Factories for world market oriented (semi-)manufacture in free production zones, export enclaves and other sites, with a structure of production which is competitive on the world market (not merely the local protected market), are very fragmented, highly susceptible to trade fluctuations and basically parasitic on the local economy and society. Nevertheless a world market for production sites is developing, on which the traditional industrial countries and the developing countries are forced to compete with and against each other to retain or attract world market oriented manufacturing industry. Although capital uses and needs the state to fulfil a variety of functions, this does not necessarily mean it has to be reliant on one particular state.

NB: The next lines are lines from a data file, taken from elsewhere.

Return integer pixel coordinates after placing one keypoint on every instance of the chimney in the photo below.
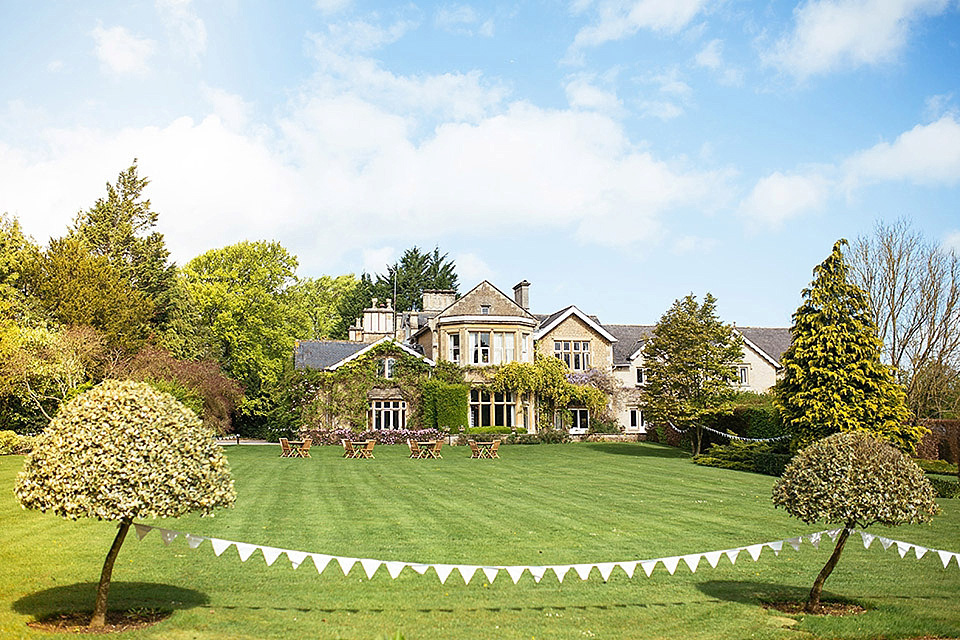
(521, 294)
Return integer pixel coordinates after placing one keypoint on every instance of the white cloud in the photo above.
(846, 34)
(926, 155)
(190, 32)
(778, 197)
(616, 20)
(120, 52)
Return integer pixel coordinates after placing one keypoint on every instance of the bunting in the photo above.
(583, 570)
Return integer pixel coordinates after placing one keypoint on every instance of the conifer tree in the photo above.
(833, 377)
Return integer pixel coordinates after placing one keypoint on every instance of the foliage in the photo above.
(690, 358)
(198, 384)
(73, 287)
(914, 289)
(118, 228)
(833, 378)
(444, 406)
(415, 272)
(757, 457)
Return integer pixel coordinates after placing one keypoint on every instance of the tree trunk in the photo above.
(813, 602)
(99, 618)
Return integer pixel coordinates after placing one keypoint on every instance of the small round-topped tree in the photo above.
(853, 479)
(122, 451)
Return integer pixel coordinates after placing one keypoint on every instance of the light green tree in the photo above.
(833, 378)
(123, 451)
(854, 480)
(691, 360)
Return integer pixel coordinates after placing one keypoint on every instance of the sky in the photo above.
(618, 155)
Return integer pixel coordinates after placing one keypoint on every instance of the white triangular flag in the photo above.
(692, 560)
(648, 566)
(443, 571)
(346, 564)
(945, 557)
(583, 570)
(296, 557)
(671, 563)
(467, 571)
(606, 568)
(713, 557)
(219, 546)
(245, 550)
(270, 554)
(370, 566)
(320, 561)
(515, 573)
(537, 572)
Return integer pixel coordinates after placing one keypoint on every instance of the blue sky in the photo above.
(618, 155)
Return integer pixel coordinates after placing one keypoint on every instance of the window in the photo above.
(453, 347)
(388, 414)
(385, 368)
(575, 354)
(479, 347)
(579, 420)
(491, 409)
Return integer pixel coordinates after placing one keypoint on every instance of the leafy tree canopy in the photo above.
(691, 361)
(833, 377)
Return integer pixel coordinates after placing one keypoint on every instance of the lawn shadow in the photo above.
(640, 449)
(123, 596)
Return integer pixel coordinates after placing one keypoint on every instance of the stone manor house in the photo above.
(485, 327)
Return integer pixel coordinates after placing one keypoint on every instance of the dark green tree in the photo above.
(833, 377)
(691, 360)
(119, 227)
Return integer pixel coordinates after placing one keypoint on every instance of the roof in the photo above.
(555, 319)
(774, 341)
(630, 337)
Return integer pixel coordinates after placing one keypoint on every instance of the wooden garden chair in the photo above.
(367, 451)
(474, 449)
(348, 450)
(304, 450)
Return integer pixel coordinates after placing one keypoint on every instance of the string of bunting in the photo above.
(467, 571)
(730, 435)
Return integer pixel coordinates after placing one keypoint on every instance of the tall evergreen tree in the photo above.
(119, 228)
(833, 378)
(691, 361)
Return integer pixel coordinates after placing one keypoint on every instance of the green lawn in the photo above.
(537, 505)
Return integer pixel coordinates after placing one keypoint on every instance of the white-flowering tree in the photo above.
(122, 451)
(854, 480)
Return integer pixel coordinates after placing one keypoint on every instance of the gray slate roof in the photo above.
(320, 354)
(773, 340)
(629, 337)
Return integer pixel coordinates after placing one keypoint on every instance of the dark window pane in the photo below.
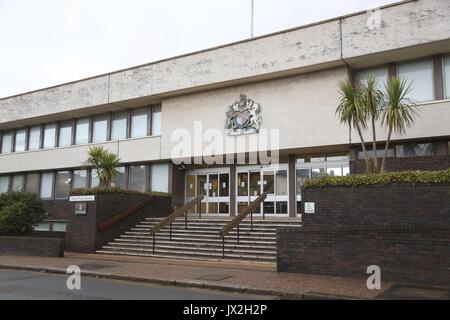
(416, 150)
(7, 142)
(20, 140)
(224, 186)
(32, 183)
(46, 185)
(17, 184)
(4, 184)
(100, 130)
(242, 184)
(62, 184)
(139, 122)
(82, 131)
(156, 121)
(137, 179)
(119, 181)
(65, 133)
(119, 126)
(34, 139)
(79, 179)
(49, 136)
(282, 207)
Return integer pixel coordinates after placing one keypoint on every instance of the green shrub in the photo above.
(409, 177)
(19, 213)
(101, 190)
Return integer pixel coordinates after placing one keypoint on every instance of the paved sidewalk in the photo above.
(245, 277)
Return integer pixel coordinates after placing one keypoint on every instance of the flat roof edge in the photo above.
(338, 18)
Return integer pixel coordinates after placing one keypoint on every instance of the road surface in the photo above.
(24, 285)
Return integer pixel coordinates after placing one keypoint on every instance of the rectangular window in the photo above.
(17, 183)
(4, 184)
(46, 190)
(224, 188)
(281, 187)
(79, 179)
(82, 131)
(32, 183)
(7, 142)
(160, 177)
(447, 76)
(139, 123)
(380, 74)
(34, 138)
(156, 121)
(421, 75)
(100, 130)
(62, 184)
(119, 181)
(21, 136)
(137, 179)
(301, 176)
(49, 136)
(65, 133)
(119, 126)
(95, 181)
(242, 184)
(409, 150)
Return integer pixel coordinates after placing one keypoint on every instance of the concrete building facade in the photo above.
(293, 75)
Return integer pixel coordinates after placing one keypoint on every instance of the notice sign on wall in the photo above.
(81, 198)
(310, 207)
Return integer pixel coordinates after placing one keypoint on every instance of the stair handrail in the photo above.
(238, 219)
(126, 213)
(174, 215)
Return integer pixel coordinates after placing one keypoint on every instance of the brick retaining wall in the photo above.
(32, 246)
(403, 229)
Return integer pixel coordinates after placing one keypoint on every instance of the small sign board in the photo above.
(310, 207)
(81, 198)
(80, 208)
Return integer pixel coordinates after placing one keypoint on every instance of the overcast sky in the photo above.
(48, 42)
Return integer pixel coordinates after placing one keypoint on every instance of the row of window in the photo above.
(120, 125)
(57, 185)
(408, 150)
(420, 73)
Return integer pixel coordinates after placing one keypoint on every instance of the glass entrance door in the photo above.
(214, 186)
(252, 183)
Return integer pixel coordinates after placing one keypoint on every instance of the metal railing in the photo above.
(126, 213)
(238, 219)
(174, 215)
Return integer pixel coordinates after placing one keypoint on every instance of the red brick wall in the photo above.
(31, 246)
(83, 235)
(404, 229)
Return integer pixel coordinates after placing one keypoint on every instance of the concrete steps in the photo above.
(201, 240)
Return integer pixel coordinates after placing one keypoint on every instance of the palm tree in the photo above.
(352, 112)
(399, 111)
(105, 163)
(373, 101)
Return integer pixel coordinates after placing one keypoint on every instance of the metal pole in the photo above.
(238, 234)
(252, 19)
(154, 239)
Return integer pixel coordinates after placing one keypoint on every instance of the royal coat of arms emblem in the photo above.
(243, 117)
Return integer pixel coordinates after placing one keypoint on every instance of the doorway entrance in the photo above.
(214, 185)
(252, 182)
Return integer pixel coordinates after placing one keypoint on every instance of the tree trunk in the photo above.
(374, 145)
(363, 144)
(385, 150)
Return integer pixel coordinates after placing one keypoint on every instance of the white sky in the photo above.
(47, 42)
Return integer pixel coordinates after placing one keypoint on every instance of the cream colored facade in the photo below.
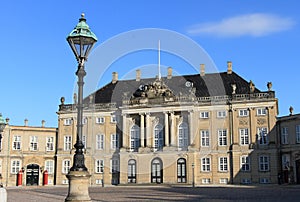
(174, 138)
(30, 149)
(288, 134)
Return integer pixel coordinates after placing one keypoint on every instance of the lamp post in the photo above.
(2, 126)
(81, 40)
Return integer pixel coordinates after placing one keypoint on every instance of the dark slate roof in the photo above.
(214, 84)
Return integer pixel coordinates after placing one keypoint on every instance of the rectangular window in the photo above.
(222, 135)
(15, 166)
(264, 163)
(99, 166)
(244, 136)
(221, 114)
(206, 181)
(67, 142)
(49, 166)
(245, 163)
(113, 119)
(33, 143)
(100, 142)
(223, 164)
(67, 122)
(66, 166)
(262, 136)
(297, 133)
(17, 142)
(204, 115)
(114, 166)
(49, 143)
(204, 138)
(243, 112)
(100, 120)
(114, 141)
(261, 111)
(284, 135)
(205, 164)
(84, 140)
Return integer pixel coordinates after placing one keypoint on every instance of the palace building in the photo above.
(207, 128)
(27, 155)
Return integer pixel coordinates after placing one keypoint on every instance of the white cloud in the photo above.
(257, 24)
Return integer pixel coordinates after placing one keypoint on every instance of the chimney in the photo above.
(229, 67)
(202, 69)
(43, 123)
(138, 75)
(115, 77)
(169, 73)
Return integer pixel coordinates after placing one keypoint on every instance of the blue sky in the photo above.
(261, 38)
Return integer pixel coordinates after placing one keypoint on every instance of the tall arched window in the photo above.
(156, 171)
(183, 134)
(158, 137)
(132, 171)
(181, 170)
(134, 138)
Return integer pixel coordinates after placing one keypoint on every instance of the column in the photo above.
(148, 130)
(124, 131)
(173, 132)
(166, 129)
(191, 128)
(142, 130)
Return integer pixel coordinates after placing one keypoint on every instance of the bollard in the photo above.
(3, 194)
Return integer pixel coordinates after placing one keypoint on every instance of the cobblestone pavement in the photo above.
(161, 193)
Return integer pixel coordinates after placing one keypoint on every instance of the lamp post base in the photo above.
(78, 186)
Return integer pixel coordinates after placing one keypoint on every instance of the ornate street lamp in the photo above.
(81, 40)
(2, 126)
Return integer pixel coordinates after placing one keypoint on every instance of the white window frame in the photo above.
(204, 115)
(221, 114)
(67, 142)
(66, 165)
(100, 120)
(113, 118)
(17, 142)
(33, 145)
(183, 136)
(206, 164)
(15, 166)
(99, 166)
(243, 112)
(261, 112)
(244, 136)
(262, 133)
(264, 163)
(297, 134)
(284, 135)
(49, 143)
(205, 138)
(114, 141)
(114, 165)
(49, 166)
(222, 137)
(99, 141)
(245, 163)
(67, 121)
(223, 164)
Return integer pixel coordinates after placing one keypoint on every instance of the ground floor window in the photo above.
(132, 171)
(181, 170)
(156, 171)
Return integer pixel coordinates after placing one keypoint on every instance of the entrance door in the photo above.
(32, 175)
(156, 171)
(181, 171)
(298, 171)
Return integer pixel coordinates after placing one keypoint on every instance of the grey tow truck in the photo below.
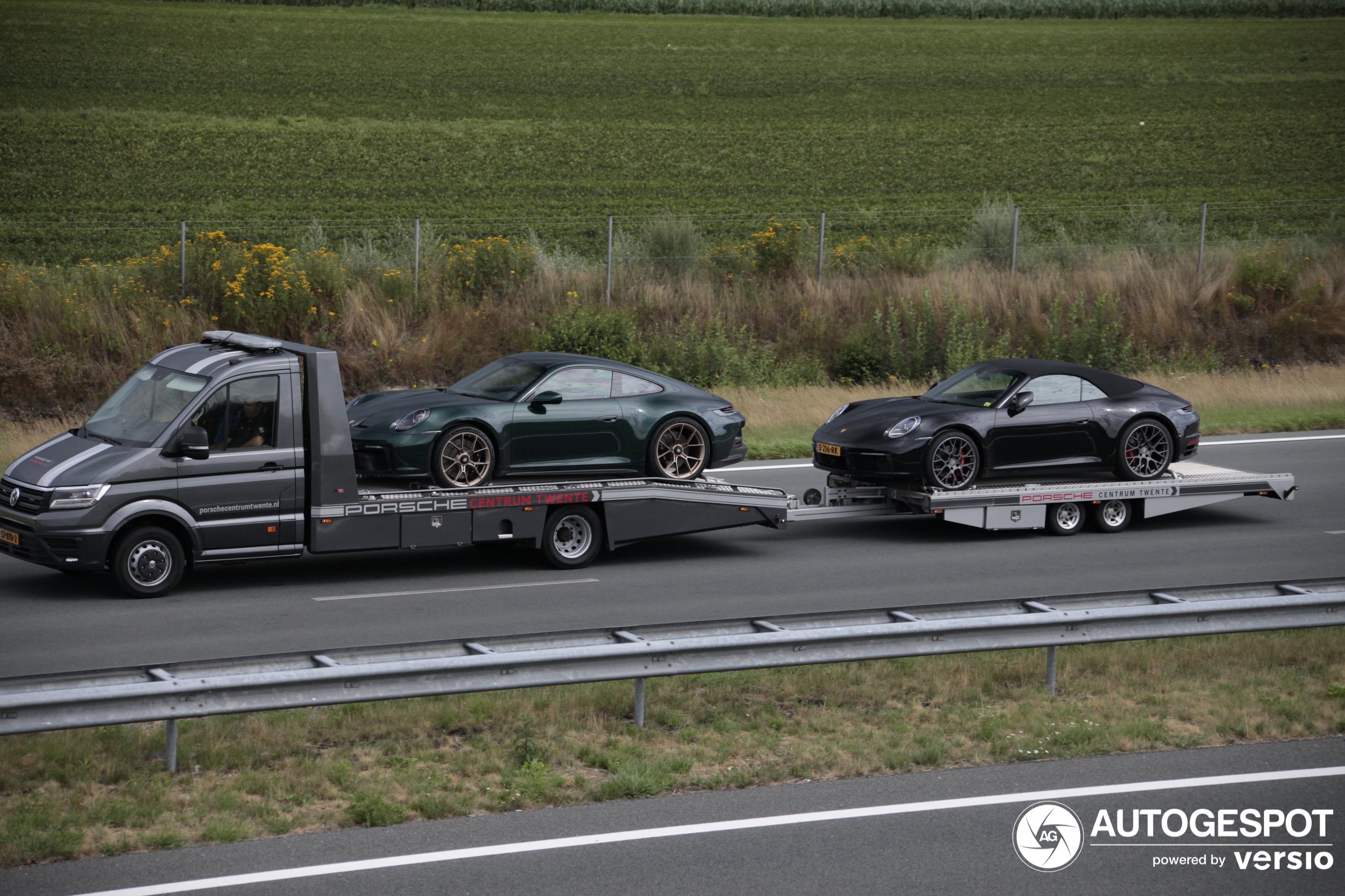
(237, 448)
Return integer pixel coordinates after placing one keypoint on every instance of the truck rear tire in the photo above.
(148, 562)
(572, 538)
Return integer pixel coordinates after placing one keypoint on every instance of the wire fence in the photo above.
(813, 242)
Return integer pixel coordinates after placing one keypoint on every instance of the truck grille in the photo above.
(30, 499)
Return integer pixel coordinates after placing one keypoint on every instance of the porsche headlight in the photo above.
(415, 418)
(903, 428)
(80, 496)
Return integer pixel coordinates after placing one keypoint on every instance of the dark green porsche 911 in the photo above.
(544, 414)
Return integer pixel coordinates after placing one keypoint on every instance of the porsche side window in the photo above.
(1056, 388)
(627, 386)
(580, 383)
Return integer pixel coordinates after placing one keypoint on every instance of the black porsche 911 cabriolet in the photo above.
(1012, 417)
(545, 413)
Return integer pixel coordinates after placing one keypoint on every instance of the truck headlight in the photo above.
(903, 428)
(76, 497)
(415, 418)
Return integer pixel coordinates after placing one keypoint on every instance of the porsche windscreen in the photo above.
(502, 381)
(145, 406)
(977, 386)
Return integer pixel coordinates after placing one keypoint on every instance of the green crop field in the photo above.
(131, 111)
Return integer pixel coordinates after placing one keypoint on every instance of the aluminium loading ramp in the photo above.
(1017, 504)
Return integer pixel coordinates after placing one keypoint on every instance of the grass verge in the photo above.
(96, 792)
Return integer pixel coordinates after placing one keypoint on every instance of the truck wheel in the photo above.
(1113, 516)
(572, 538)
(953, 461)
(148, 562)
(1064, 519)
(678, 449)
(1144, 450)
(462, 457)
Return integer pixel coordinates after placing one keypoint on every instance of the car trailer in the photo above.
(1059, 505)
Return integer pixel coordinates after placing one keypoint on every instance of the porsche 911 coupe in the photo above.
(545, 413)
(1012, 417)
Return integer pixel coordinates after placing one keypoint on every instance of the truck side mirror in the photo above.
(546, 398)
(193, 444)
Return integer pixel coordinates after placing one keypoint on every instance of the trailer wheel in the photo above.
(1064, 519)
(572, 538)
(1113, 516)
(148, 562)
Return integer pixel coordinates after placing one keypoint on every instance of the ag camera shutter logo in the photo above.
(1048, 836)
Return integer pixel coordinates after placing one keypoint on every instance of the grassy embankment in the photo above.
(98, 792)
(124, 111)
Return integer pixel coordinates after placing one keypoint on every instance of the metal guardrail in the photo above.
(357, 675)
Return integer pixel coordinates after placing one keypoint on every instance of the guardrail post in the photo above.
(171, 745)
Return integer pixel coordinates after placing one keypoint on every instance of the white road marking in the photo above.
(1292, 438)
(475, 587)
(711, 828)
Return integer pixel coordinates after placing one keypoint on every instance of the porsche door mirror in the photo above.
(193, 444)
(1019, 403)
(546, 398)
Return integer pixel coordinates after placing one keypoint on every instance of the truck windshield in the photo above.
(502, 381)
(977, 386)
(145, 408)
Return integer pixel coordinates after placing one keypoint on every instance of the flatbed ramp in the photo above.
(1020, 504)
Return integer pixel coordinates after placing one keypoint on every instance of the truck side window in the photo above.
(241, 415)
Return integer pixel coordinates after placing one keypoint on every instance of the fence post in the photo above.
(171, 745)
(608, 260)
(822, 246)
(182, 253)
(1200, 258)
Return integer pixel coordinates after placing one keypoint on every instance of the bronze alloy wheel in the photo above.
(1146, 450)
(953, 461)
(464, 458)
(679, 450)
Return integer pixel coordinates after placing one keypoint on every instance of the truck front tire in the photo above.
(148, 562)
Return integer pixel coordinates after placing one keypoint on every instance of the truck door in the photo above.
(586, 429)
(241, 493)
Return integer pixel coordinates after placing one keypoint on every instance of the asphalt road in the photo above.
(877, 839)
(56, 622)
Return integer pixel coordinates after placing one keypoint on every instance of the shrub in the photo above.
(372, 810)
(479, 266)
(587, 330)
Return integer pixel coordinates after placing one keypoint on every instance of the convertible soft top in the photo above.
(1109, 383)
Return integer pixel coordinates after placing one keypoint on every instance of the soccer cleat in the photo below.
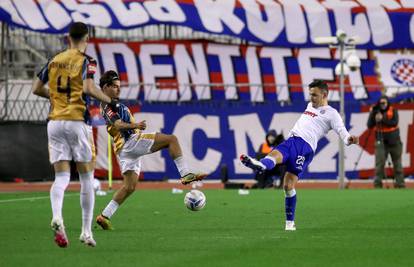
(60, 235)
(252, 163)
(87, 240)
(104, 222)
(192, 177)
(290, 226)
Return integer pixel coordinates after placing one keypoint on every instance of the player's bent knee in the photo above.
(173, 139)
(288, 187)
(130, 188)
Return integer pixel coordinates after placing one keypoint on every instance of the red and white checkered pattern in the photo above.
(403, 71)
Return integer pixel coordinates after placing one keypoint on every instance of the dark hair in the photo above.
(78, 30)
(320, 84)
(108, 77)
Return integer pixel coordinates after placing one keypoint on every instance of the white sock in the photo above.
(110, 209)
(57, 192)
(181, 166)
(87, 200)
(290, 193)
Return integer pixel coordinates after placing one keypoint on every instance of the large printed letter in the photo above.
(184, 130)
(352, 24)
(196, 70)
(277, 57)
(130, 15)
(151, 71)
(55, 14)
(93, 14)
(316, 15)
(214, 14)
(165, 10)
(8, 7)
(31, 13)
(108, 53)
(253, 71)
(381, 27)
(224, 53)
(267, 30)
(310, 73)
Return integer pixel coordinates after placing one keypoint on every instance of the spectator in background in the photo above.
(270, 178)
(383, 118)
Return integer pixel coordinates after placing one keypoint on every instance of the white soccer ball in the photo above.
(195, 200)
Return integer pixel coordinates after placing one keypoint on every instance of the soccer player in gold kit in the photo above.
(69, 76)
(130, 144)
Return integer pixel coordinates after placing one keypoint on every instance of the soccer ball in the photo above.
(195, 200)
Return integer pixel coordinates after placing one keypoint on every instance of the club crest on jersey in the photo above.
(402, 71)
(310, 113)
(91, 68)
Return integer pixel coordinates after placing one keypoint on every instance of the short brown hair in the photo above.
(108, 77)
(78, 30)
(321, 84)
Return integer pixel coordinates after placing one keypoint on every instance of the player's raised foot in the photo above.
(87, 240)
(104, 222)
(192, 177)
(290, 226)
(252, 163)
(59, 231)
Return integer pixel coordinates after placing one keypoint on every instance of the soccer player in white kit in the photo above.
(298, 150)
(69, 76)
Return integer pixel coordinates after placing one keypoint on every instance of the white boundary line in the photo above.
(33, 198)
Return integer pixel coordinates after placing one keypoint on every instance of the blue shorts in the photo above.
(297, 154)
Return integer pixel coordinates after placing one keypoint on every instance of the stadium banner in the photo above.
(283, 23)
(213, 135)
(175, 65)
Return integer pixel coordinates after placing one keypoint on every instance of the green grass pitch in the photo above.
(153, 228)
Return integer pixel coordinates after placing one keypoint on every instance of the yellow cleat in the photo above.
(192, 177)
(104, 222)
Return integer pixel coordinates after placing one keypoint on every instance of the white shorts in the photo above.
(137, 145)
(70, 140)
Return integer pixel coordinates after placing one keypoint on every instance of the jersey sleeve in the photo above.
(43, 74)
(109, 114)
(338, 126)
(88, 68)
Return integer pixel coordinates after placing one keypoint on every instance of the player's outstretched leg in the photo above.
(59, 231)
(171, 143)
(252, 163)
(290, 181)
(192, 177)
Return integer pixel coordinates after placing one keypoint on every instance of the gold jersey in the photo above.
(111, 115)
(65, 74)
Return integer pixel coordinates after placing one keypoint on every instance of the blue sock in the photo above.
(290, 205)
(269, 163)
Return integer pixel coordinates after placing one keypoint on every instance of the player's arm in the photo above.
(112, 117)
(121, 125)
(338, 126)
(89, 87)
(38, 86)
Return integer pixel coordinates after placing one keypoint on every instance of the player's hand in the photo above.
(142, 125)
(353, 140)
(378, 117)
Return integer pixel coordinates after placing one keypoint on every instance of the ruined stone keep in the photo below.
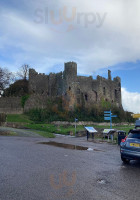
(73, 89)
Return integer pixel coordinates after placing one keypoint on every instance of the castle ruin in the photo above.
(73, 89)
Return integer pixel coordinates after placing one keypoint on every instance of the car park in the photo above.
(130, 146)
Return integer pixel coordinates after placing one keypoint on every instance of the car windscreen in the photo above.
(134, 135)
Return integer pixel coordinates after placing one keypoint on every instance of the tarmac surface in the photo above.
(32, 170)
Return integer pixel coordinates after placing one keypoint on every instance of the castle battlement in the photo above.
(76, 89)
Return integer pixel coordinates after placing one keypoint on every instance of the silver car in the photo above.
(130, 146)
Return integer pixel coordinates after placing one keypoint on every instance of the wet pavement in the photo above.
(31, 170)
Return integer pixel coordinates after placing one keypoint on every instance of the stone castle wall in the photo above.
(11, 105)
(73, 89)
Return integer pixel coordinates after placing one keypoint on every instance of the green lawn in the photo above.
(18, 118)
(45, 134)
(50, 128)
(47, 130)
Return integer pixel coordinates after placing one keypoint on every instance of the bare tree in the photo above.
(5, 78)
(23, 72)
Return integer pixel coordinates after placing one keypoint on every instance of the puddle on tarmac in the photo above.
(66, 146)
(101, 181)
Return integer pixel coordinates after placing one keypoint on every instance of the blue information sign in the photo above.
(108, 117)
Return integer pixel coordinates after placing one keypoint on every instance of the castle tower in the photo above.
(109, 75)
(70, 72)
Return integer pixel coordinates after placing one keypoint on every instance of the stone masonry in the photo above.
(74, 91)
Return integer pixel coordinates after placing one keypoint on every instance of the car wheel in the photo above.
(125, 160)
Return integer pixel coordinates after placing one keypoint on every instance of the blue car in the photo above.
(130, 146)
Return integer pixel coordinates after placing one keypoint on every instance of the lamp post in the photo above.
(75, 125)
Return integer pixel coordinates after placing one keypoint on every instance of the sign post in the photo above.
(108, 117)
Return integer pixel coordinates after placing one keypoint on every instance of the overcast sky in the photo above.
(97, 34)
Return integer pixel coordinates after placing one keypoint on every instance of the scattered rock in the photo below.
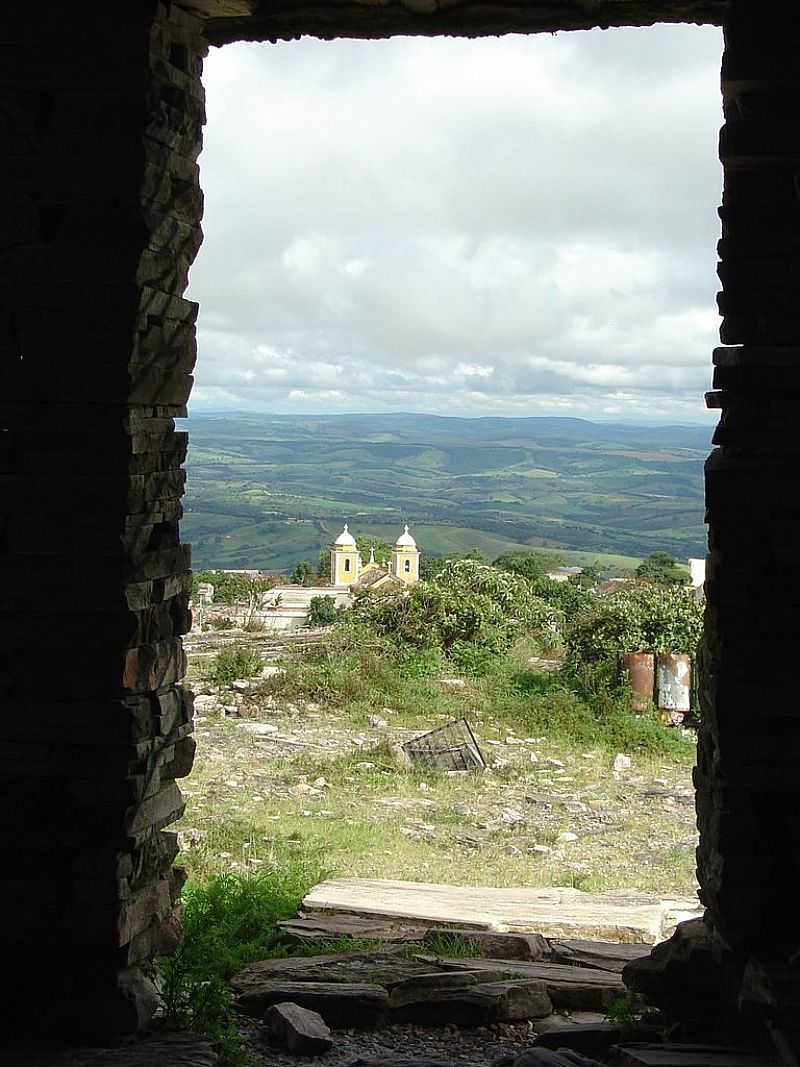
(304, 1033)
(591, 1038)
(206, 703)
(358, 1004)
(511, 816)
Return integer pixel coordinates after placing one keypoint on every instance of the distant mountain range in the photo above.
(266, 491)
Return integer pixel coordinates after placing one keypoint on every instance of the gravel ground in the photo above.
(402, 1040)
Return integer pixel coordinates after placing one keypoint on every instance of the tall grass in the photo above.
(228, 921)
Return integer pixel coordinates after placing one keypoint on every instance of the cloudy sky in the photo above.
(507, 226)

The international competitiveness of manufacture at traditional sites is threatened by lower-cost manufacture at new sites increasingly located in the developing countries and centrally planned economies. Examples can be found in synthetic fibres, textiles and garments, leather and footwear, steel-making, ship-building, watchmaking, optical industry, and sections of the mechanical and electrical engineering industries.
In free trade zones cheap goods are produced which flood Western markets, displace jobs, and unleash protectionist outcries. It is also in these zones that multinational firms exploit cheap, unskilled labour, practise transfer pricing and other techniques of disguised profiteering. Technology and skill-transfer are not a consequence of setting up free trade zones because they are used primarily in the assembly stages of the production cycle.